No final da década de 80, Nestor de Paula e Kasuhiro Kubota montaram uma empresa de comércio exterior de calçados no Rio Grande do Sul e convidaram a executiva a presidi-la. Nos sete anos em que ficou, Angela trouxe missões de federações para o Brasil e levou empresários brasileiros da cadeia produtiva calçadista para o Japão. “Existe um provérbio japonês que diz: é melhor ver uma vez do que ouvir cem vezes”, diz. Dessa forma, foram enviados técnicos para conhecerem o que os japoneses chamavam de qualidade em calçados. Angela passou a desenvolver trabalhos nos Estados Unidos para marcas como Ann Taylor, Anne Klein, Banana Republic e conseguiu trazer a produção de calçados dessas marcas para o Brasil. Atuou também na Itália.

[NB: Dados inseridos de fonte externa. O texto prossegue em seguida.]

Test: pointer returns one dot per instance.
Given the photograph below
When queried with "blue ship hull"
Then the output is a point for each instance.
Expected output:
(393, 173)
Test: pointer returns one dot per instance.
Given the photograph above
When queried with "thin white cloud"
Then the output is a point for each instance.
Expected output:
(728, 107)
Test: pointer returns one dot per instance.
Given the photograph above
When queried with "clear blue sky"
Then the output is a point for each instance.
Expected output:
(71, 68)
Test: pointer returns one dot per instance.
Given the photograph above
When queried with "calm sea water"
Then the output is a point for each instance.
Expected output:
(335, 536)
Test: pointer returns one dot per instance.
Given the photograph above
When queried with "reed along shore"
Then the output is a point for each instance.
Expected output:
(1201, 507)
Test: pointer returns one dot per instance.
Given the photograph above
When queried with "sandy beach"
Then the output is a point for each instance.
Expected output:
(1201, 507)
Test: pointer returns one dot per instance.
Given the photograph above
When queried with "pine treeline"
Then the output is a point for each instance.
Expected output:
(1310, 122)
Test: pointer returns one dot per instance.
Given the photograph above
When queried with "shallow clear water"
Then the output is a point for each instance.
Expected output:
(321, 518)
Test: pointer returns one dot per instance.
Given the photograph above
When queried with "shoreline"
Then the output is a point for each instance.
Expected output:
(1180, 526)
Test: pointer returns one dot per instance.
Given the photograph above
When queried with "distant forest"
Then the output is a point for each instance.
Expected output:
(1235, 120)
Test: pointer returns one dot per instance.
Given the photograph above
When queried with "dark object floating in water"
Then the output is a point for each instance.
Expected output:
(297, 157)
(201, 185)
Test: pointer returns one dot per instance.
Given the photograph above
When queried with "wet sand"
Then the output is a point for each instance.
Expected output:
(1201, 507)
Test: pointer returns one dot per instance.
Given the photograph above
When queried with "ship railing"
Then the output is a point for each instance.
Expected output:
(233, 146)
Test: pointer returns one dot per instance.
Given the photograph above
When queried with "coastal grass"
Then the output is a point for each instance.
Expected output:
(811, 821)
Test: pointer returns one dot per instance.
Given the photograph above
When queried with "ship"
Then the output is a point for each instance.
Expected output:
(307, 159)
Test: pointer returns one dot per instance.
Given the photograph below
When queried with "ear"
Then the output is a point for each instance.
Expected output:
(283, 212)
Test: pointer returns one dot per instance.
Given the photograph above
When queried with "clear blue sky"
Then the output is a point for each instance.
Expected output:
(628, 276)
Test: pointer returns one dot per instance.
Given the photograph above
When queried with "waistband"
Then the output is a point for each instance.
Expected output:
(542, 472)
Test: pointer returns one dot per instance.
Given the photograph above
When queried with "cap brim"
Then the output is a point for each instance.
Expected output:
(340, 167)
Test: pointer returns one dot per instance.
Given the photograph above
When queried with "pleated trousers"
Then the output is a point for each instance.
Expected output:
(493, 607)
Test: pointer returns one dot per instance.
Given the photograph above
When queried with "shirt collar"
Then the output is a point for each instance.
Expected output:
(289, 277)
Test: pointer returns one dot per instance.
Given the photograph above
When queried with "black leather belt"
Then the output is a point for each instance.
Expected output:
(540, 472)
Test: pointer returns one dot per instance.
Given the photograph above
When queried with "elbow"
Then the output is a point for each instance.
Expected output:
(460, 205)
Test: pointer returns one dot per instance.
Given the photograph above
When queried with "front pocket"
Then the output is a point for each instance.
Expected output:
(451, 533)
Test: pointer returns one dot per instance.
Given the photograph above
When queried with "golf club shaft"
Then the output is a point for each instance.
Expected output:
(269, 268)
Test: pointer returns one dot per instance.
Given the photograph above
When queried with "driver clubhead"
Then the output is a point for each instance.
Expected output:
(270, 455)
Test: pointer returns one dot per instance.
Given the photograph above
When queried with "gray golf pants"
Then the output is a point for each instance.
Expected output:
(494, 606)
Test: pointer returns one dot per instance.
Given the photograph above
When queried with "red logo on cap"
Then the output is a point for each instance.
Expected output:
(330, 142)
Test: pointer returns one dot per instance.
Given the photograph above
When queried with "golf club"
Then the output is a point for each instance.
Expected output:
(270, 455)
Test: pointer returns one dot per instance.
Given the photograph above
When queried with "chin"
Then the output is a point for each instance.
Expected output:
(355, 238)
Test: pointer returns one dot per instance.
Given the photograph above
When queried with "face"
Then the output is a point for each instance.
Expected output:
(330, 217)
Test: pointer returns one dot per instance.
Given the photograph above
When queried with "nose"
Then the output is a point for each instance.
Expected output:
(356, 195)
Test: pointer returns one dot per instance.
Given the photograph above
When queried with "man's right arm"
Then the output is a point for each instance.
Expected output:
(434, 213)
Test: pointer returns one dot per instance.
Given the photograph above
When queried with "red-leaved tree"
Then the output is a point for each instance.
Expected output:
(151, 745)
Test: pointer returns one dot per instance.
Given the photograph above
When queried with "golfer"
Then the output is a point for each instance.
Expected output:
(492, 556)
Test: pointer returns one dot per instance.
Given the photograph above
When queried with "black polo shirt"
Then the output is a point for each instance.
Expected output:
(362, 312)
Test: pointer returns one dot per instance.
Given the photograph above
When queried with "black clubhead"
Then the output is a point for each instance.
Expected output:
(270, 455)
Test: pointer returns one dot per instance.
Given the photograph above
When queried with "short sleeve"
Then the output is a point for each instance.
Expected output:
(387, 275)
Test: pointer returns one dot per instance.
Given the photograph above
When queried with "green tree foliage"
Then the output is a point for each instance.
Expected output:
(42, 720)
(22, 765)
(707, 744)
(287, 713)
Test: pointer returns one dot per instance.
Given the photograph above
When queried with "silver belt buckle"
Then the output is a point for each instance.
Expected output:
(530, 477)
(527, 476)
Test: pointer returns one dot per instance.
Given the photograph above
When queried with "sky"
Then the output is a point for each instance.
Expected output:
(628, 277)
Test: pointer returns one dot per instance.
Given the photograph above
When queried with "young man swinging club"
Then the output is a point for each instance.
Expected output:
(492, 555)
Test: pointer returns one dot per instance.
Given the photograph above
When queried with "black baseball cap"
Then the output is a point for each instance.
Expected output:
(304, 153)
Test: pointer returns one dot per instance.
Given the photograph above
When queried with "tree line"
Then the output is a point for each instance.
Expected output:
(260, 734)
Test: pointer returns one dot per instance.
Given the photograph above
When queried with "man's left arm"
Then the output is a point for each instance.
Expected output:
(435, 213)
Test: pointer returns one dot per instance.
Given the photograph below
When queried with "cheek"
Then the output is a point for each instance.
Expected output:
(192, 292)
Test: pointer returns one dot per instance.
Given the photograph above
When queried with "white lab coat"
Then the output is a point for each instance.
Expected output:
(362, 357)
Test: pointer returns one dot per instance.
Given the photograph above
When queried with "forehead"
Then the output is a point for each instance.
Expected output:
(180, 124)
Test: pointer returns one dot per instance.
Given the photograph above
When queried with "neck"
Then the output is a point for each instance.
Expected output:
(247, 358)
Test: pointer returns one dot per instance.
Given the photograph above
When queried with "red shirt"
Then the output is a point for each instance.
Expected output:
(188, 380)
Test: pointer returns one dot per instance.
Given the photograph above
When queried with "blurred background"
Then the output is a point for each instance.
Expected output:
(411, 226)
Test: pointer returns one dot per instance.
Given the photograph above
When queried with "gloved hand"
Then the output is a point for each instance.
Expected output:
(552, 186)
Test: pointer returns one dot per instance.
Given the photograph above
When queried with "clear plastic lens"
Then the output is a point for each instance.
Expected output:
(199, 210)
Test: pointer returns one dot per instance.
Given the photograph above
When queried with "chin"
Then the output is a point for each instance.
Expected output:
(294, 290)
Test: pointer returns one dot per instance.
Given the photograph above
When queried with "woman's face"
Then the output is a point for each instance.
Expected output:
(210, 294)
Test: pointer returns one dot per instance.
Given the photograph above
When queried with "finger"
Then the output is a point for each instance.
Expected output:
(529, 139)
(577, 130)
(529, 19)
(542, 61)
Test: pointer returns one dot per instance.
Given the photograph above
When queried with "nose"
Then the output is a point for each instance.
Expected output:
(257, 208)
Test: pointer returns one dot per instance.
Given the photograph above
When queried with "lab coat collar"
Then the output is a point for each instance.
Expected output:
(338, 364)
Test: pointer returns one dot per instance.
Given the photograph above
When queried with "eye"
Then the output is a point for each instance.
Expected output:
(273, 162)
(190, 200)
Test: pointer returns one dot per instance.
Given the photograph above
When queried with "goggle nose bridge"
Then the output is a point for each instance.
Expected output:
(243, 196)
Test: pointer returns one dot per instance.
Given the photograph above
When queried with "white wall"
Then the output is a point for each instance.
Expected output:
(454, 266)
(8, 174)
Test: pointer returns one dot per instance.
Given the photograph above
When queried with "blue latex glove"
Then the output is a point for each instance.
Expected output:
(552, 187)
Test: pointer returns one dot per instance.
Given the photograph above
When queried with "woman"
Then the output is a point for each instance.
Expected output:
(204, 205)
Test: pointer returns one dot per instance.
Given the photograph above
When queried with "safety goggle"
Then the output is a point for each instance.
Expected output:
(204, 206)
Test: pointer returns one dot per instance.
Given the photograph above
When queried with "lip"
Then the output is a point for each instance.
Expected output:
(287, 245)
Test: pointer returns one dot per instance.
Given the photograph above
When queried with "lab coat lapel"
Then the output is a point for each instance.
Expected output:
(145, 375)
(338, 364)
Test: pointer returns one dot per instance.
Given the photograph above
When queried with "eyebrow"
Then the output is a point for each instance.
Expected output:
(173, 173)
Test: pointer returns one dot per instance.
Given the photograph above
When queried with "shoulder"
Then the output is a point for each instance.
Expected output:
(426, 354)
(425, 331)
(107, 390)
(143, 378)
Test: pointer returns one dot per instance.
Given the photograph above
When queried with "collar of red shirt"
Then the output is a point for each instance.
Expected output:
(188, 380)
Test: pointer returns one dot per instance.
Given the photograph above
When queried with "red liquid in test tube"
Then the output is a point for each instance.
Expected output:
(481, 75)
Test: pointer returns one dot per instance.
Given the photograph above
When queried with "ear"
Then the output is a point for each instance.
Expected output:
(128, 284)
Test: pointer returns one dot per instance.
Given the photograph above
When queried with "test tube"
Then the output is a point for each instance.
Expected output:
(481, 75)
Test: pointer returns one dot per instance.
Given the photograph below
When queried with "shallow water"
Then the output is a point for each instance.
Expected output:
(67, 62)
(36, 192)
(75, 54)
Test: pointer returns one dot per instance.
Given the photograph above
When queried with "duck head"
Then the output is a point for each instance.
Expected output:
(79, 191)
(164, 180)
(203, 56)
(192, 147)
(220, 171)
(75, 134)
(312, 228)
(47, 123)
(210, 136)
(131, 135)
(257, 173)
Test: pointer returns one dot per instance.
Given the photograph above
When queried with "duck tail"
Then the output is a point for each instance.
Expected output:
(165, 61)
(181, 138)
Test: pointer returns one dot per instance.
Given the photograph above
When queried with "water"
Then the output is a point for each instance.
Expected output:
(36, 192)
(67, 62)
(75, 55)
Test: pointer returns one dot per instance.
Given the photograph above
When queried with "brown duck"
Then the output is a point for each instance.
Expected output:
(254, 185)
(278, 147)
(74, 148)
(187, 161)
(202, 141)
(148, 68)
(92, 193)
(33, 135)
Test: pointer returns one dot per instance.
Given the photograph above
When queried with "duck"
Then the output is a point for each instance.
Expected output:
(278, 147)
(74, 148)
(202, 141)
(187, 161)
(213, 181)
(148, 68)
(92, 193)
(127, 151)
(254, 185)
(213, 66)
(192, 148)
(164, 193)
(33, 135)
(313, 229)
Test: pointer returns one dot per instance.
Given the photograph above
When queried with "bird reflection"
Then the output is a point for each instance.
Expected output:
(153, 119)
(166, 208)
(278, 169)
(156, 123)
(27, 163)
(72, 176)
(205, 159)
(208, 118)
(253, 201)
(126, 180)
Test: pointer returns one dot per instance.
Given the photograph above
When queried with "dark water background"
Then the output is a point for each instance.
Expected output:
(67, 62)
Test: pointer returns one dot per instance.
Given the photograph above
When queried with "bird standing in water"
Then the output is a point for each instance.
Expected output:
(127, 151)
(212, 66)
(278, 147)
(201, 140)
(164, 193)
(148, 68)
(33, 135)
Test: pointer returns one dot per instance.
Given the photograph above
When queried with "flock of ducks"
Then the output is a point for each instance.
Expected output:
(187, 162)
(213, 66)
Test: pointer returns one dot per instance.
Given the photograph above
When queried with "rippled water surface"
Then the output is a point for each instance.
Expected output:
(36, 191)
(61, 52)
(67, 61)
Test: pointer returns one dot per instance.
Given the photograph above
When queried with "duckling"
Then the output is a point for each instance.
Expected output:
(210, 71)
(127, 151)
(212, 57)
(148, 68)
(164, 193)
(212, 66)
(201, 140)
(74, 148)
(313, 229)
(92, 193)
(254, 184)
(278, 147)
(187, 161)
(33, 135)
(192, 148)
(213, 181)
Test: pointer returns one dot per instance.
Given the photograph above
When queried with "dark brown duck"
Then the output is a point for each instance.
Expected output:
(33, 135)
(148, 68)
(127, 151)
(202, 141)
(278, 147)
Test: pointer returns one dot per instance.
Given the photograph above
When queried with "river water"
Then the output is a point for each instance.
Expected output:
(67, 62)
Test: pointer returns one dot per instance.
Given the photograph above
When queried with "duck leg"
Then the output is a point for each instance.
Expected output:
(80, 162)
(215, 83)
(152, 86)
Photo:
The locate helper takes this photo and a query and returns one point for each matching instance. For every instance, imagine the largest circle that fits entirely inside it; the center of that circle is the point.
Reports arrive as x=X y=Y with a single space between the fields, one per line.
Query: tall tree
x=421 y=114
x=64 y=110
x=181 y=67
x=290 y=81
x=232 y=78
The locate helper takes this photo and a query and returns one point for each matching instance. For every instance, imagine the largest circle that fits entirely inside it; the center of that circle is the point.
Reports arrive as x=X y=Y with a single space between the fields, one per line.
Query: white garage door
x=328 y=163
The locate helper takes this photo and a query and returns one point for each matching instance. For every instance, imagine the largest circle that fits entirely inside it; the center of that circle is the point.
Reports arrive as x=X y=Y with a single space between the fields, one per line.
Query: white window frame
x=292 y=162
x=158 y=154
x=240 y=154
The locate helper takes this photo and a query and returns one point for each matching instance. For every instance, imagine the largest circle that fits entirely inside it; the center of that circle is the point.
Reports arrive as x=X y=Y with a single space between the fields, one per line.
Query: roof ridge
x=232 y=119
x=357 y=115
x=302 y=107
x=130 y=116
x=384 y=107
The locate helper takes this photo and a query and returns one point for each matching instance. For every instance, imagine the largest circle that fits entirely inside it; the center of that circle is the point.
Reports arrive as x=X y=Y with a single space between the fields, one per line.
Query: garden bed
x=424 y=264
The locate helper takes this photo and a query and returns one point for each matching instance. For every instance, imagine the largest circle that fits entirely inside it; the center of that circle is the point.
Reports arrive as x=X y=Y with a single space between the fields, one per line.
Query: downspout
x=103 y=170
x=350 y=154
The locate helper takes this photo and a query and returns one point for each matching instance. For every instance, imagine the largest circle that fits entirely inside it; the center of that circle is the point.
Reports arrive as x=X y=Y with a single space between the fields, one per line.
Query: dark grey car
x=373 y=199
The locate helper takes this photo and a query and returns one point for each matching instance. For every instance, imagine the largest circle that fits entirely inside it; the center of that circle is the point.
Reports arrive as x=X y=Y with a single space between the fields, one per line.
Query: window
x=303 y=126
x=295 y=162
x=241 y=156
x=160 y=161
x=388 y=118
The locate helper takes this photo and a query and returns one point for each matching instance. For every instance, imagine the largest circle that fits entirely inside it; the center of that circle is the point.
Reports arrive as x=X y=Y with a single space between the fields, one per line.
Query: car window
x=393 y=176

Sua trajetória de sucesso deve-se, em parte, a visão de seu pai. “Meu avô era um bom negociante, meu pai sempre foi muito arrojado e ele sempre dizia assim: ‘vocês não tem que ficar se prendendo somente na vida dentro da colônia, vocês são brasileiros e têm de seguir a vida de vocês, sair dessa redoma. Vocês têm que conhecer nossa cultura, saber suas origens, isso é muito importante, mas não ficar preso na colônia japonesa”, conta Angela, que tem 12 irmãos. Aos 14 anos, foi para um colégio interno em São Paulo. Foi recepcionista aos 18 anos, depois trabalhou em uma editora chilena e também no Diners Club. Sem afetação, Angela prefere não dizer a idade. “Já passei da metade do século”, brinca. Divorciada, tem dois filhos: Emerson Shiromaru, 33, e Lincoln Shiromaru, 25. Como o próprio passaporte denuncia, ela passa 50% do tempo viajando, mas sempre encontra tempo para almoços de domingo com o pai, Takeo Hirata, 85, aqui no Brasil, e para cultivar seu relacionamento de 15 anos com um empresário que mora no exterior. Sua mãe, Sumiyo, faleceu em maio deste ano. Nas horas vagas, gosta de cantar, caminhar e assistir filmes de mistério, no estilo Agatha Christie. “Filmes água com açúcar são muito previsíveis”, afirma. Angela também não dispensa uma boa estação de esqui. “Adoro esquiar, é um momento em que me esqueço de tudo”, ressalta.